On Wed, 2003-08-20 at 15:49, Danilo Segan wrote:
> ñðåäà, 20. àâãóñò 2003. 21:31:42 CEST — Karl Eichwalder íàïèñà:
> > 
> > "In XSLT" means it is available as a XML text.  Maybe you can use
> > something of the intltools package to extractthe XSLT translations
> > into
> > proper LL.po files (where LL stands for language).
> > 
> > Then create your new .pot file using xgettext (say "yelp-c.pot").
> > 
> > Use msgmerge's compendium feature to reuse the old translations:
> > 
> >     msgmerge --compendium LL.po -o new.LL.po /dev/null yelp-c.pot
> > 
> 
> Unfortunately, this wouldn't work because there are far less languages 
> that have the translated stylesheet -- I don't remember seeing any 
> special instructions for translators in the Yelp repository, so I have 
> missed to translate that -- the same is probably with many other 
> translators.
> 
> 
> Because of that, this would still constitute a string freeze break.
> 
> 
> Of course, it would be great if this procedure was followed for the 
> 2.4.1 release, because the entire idea of intltools was to put every 
> string that needs translation into the PO file (including XML files).
> 
> Actually, I believe that entire XSLT stylesheet should be made to use 
> intltools (make it a style.xml.in, and preprocess it while building/
> compiling the package -- just like every other package does for schemas 
> and stuff). If nobody disagrees, I'll file this as a bug with bugzilla.

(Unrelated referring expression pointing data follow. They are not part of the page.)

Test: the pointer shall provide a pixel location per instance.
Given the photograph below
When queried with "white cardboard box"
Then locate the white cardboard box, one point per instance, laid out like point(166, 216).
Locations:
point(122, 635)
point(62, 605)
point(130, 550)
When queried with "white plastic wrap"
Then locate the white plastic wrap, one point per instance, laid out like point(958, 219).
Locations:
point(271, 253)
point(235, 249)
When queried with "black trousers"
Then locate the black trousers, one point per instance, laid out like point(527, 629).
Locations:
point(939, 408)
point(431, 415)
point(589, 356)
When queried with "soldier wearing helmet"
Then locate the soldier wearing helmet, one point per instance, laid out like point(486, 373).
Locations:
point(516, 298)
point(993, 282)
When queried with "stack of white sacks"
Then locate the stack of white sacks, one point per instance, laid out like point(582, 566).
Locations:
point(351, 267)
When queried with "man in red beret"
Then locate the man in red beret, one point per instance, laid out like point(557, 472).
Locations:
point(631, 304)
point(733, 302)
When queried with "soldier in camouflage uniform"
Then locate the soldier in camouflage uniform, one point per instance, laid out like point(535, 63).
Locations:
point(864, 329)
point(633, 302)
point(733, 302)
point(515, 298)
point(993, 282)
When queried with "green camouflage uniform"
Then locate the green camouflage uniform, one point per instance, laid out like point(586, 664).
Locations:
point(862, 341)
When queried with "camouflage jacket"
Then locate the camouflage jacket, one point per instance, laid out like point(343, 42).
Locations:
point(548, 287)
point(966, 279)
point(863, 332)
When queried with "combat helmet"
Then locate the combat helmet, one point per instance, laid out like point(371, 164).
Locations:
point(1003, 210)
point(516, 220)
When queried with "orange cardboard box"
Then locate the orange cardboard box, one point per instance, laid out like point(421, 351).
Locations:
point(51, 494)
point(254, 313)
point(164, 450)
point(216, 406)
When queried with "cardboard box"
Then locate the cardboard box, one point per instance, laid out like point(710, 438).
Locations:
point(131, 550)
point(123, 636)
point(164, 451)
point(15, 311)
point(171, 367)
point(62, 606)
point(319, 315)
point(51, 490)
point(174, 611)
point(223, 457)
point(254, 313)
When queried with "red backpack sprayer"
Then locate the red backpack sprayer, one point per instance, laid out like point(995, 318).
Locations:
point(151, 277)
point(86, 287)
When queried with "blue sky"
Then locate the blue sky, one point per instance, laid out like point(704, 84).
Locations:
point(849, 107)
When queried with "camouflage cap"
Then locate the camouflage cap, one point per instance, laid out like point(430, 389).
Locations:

All right, this is not going to work unless somebody knows how to do
stuff that I don't.  So far as I can tell, intltool's XML methods just
make multiple elements, each with an xml:lang attribute.  This is a
perfectly reasonable thing to do.  Unfortunately, it's not the format
used by gentext, the system in place in the stylesheets.

Please note that I did not create gentext, and the decision to use it is
not arbitrary.  It's a part of Norm Walsh's stylesheets, which Yelp
builds off of.  Transitioning away from gentext would involve creating
stylesheets that implement the same API, sticking them inside of the
nwalsh xsl directory, and mapping them onto another system.  That is a
lot of work.  It also further ties Yelp to its shipped copies of the
nwalsh xsl, making it more difficult to use from other systems.  It also
means we lose translations made upstream.